Parents are finally being taken seriously!!!


What are the objectives of parents?

Since Glenn Youngkin's victory in the Virginia governor's race, which was viewed as the suburbs' retaliation, parents' worries have taken center stage. Journalists and politicians alike are suddenly concerned about school issues.

Parents have been labeled "racist" by many on the left in the months since the election, but in a state where President Joe Biden won by more than ten points, either the racists went for Biden last time or the claims are absolutely ridiculous.

So, what are the real objectives of parents?

First and foremost, school boards must offer them a truce. While the media has focused on enraged parents at board meetings, there is a lot of proof that the school boards "started it," in the words of the children they're all supposed to safeguard.

Last week, the Scottsdale Unified School Neighborhood's Governing Board president inadvertently released a dossier he'd compiled on parents in his district. It contained photographs of the parents and their children, as well as Social Security numbers, divorce judgments, mortgages, and other personal information.

In March, "anti-racist parents of Loudoun County," a private Facebook group based in Virginia, posted the personal information of parents who oppose Critical Race Theory. Is it any surprise that parents are enraged?

Of course, we now know that the National School Board Association collaborated with the White House and the Attorney General's Office on a hysterical letter that compared parents to domestic terrorists. This prompted the Attorney General to issue a memorandum promising to utilize the FBI to track down disobedient parents.

The first step for schools is to realize that the students are not their property. That isn't even debatable. Parents must be in charge in the end, and school boards should represent parents' desires.

What happens, though, when a school board and parents can't agree on key issues like whether or not school should be open at all?

This occurred during the course of the pandemic's months. Parents were excluded from discussions about what was best for their children. While the pandemic forced schools to close, it was teachers unions who kept them closed.

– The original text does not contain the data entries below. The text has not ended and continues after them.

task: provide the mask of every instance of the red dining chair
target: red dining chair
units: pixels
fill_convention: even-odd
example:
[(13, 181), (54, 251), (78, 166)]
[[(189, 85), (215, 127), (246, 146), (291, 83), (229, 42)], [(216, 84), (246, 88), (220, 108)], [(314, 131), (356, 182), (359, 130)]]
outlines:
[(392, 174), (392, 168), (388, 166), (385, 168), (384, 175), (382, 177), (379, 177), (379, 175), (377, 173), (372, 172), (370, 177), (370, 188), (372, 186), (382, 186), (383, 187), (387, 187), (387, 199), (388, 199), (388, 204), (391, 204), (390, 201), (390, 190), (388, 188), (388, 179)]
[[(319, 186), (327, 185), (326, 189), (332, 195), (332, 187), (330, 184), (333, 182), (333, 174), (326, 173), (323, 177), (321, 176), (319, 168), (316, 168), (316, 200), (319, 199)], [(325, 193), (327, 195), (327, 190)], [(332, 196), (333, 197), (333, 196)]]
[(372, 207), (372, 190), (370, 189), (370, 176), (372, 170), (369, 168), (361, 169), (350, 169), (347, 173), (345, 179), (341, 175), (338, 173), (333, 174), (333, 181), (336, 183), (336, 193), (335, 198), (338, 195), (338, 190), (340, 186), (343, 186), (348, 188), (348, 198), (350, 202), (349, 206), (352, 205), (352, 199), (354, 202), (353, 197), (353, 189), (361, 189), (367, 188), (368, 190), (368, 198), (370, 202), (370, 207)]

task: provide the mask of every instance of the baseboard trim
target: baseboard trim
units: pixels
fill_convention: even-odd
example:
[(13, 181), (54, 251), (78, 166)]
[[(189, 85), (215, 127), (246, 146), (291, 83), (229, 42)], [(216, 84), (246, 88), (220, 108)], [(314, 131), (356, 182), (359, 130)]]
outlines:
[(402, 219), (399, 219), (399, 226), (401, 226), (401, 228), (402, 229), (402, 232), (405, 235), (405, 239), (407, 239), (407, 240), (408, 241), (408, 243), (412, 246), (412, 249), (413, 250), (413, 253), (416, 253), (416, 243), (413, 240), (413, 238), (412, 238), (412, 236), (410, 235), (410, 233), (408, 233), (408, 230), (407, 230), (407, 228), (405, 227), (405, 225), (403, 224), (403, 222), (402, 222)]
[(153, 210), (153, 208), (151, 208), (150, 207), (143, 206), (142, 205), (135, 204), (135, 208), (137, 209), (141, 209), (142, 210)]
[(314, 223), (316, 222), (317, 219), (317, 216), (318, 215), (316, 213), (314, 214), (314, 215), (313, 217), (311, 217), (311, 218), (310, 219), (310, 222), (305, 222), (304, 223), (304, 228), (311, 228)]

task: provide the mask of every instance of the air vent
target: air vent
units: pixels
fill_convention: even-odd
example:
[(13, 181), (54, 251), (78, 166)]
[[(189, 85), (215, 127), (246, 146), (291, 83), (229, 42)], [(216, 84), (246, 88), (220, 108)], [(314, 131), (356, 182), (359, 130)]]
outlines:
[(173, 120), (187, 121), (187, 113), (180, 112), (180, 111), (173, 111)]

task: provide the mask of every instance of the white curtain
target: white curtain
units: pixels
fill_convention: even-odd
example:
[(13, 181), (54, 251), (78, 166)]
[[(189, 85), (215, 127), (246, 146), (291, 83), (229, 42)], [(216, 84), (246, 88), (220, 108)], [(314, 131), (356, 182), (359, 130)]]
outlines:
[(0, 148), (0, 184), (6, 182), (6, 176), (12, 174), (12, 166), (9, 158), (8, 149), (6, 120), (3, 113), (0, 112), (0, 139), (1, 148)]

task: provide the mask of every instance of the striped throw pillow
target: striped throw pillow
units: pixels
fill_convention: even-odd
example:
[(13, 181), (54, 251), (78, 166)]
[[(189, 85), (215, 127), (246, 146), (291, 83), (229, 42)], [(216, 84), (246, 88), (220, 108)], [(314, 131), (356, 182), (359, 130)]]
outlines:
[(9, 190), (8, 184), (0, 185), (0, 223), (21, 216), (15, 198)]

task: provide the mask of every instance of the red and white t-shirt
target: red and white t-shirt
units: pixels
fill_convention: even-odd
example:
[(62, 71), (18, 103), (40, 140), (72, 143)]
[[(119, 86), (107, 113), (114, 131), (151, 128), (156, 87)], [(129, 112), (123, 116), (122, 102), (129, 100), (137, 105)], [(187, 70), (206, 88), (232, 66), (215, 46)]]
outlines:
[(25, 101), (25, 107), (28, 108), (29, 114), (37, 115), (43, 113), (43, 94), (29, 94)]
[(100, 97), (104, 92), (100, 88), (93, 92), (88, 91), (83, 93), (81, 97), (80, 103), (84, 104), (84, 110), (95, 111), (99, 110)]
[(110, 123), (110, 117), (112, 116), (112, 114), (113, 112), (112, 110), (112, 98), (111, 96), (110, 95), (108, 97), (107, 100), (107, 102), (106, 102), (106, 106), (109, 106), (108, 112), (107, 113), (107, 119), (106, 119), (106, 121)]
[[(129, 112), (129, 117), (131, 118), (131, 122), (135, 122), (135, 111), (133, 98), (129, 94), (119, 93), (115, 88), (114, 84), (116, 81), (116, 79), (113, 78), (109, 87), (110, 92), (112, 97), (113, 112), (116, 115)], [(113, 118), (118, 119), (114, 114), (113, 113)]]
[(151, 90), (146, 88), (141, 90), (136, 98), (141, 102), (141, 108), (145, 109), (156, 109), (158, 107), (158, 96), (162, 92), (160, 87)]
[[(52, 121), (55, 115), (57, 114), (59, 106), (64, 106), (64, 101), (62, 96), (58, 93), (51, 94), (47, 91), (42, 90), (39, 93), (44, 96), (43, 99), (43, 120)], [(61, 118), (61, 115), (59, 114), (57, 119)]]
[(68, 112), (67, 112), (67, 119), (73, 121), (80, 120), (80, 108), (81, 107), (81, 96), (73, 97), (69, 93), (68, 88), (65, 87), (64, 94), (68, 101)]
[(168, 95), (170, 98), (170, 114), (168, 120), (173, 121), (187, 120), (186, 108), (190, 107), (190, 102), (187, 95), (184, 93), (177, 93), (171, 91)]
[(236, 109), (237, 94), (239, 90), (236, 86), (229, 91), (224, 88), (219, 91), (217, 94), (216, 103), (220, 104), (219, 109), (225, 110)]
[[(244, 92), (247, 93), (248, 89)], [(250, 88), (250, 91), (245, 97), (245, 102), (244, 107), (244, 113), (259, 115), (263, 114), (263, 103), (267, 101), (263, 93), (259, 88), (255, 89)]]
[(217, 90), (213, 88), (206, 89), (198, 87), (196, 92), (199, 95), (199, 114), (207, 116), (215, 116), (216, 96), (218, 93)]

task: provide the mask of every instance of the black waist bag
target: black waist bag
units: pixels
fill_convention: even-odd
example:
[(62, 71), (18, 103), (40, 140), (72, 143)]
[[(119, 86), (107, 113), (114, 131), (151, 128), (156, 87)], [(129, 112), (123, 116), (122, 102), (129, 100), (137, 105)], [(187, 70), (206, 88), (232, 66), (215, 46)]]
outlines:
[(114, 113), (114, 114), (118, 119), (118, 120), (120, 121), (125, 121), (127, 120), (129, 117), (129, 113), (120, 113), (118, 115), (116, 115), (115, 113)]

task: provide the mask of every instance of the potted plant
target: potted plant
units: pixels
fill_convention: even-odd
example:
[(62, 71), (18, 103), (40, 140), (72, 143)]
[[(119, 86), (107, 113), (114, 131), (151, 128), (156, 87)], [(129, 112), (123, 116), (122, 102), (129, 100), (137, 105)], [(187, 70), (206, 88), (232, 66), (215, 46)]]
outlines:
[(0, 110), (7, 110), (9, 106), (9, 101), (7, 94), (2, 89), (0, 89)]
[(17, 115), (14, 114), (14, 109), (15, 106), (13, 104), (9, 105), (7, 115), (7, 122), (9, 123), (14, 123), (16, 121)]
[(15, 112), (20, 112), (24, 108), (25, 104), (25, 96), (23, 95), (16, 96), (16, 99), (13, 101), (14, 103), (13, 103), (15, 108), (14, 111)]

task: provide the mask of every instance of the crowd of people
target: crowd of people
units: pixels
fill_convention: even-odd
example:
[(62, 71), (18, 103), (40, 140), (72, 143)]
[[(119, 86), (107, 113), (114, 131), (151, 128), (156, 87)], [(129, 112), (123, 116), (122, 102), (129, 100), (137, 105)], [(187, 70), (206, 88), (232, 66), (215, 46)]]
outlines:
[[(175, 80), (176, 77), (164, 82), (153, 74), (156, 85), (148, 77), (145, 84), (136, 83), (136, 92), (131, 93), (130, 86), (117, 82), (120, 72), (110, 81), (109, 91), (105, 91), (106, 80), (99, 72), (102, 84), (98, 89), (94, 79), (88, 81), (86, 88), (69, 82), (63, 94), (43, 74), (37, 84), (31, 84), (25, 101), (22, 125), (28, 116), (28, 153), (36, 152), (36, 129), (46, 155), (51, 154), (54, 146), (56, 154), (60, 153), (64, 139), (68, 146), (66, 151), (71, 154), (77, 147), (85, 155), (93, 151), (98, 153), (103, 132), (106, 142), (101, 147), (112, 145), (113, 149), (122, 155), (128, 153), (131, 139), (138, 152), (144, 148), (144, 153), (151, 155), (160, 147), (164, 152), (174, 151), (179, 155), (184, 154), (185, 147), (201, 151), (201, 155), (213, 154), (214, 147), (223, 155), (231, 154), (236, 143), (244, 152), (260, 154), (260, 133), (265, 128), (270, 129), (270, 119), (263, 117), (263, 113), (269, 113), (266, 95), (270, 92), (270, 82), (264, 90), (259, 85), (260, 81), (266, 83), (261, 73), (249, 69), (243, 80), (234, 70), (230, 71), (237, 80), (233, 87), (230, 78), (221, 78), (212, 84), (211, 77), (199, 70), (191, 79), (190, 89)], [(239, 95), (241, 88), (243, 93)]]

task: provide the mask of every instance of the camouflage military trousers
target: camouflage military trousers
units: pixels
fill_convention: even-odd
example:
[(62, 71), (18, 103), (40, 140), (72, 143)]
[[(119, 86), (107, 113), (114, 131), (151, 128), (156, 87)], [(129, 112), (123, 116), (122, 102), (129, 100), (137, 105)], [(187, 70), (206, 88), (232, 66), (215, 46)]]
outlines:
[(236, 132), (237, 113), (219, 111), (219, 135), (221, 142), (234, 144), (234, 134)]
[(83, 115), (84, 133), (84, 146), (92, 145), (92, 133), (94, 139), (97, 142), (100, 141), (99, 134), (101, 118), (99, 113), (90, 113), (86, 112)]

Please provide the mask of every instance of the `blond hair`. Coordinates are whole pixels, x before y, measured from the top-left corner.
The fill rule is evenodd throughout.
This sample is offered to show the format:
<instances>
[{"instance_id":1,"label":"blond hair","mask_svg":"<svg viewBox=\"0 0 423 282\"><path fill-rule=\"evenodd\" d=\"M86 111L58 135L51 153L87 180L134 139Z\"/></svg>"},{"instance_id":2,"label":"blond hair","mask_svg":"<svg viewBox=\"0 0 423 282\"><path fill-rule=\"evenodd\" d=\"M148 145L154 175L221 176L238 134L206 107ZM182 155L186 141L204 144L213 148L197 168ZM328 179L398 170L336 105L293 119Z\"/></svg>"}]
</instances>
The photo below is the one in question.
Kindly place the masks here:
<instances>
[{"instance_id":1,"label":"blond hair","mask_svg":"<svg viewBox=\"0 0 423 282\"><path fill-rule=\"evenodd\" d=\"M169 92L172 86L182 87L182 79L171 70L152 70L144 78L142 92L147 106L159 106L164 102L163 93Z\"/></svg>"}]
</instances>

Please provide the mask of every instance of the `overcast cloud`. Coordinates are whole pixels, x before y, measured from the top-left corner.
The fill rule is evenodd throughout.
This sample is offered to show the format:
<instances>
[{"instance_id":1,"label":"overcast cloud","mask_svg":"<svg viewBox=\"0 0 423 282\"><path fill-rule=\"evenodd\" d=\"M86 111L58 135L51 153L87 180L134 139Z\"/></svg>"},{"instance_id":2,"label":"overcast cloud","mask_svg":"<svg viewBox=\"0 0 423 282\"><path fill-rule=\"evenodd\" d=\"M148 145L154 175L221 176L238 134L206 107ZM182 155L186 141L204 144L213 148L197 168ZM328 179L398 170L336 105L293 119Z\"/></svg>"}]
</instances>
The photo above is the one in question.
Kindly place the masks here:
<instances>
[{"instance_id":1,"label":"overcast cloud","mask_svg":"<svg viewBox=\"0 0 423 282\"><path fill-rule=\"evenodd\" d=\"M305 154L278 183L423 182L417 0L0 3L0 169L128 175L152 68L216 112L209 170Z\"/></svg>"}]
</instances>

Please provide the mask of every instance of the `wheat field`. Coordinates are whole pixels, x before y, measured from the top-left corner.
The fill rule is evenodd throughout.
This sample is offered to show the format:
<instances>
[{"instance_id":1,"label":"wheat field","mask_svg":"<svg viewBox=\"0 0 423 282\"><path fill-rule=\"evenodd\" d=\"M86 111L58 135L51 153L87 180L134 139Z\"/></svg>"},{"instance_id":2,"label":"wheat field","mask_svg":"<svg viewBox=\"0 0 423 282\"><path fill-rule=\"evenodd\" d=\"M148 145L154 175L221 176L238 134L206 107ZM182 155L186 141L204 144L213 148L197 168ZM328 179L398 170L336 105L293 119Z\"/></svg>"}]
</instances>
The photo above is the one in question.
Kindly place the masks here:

In areas like California, private schools stayed open, allowing Gov. Gavin Newsom's children to attend school while public schools were closed. This is clearly and disgustingly unjust.

Parents, like a wealthy politician, deserved the option of sending their children to an open school. The next thing that has to change is our funding model: public funds should be used to cover pupils regardless of where they want to attend school, not to schools where children are compelled to attend. Parents have a right to choose how their children are educated.

Parents could make that decision based on the curriculum available, if that is a priority for them. Many of the tense school-board battles could be avoided if parents had more options and could opt their children out of curricula they disliked.

Many parents are aware of, and dislike, the teaching of critical racial theory and the encouragement of gender-questioning. When administrators pretend differently, they know they're being gaslighted. Their children were at home throughout the outbreak and witnessed it firsthand via Zoom.

The truth is that wokeness, rather than old-fashioned reading, writing, and arithmetic, has the potential to dismantle institutions. Even if they aren't rich, parents should be able to get their children out of such toxic surroundings before the damage is done.

During the pandemic, parents had to put up with a lot. They were essentially urged to run their own schools at home, to forego their own employment — and then they were ordered to butt out when they had finally concentrated all of their attention on their children's education. That must change: they deserve to be heard, and they deserve the opportunity to do what is best for their children. They've deserved it for a long time.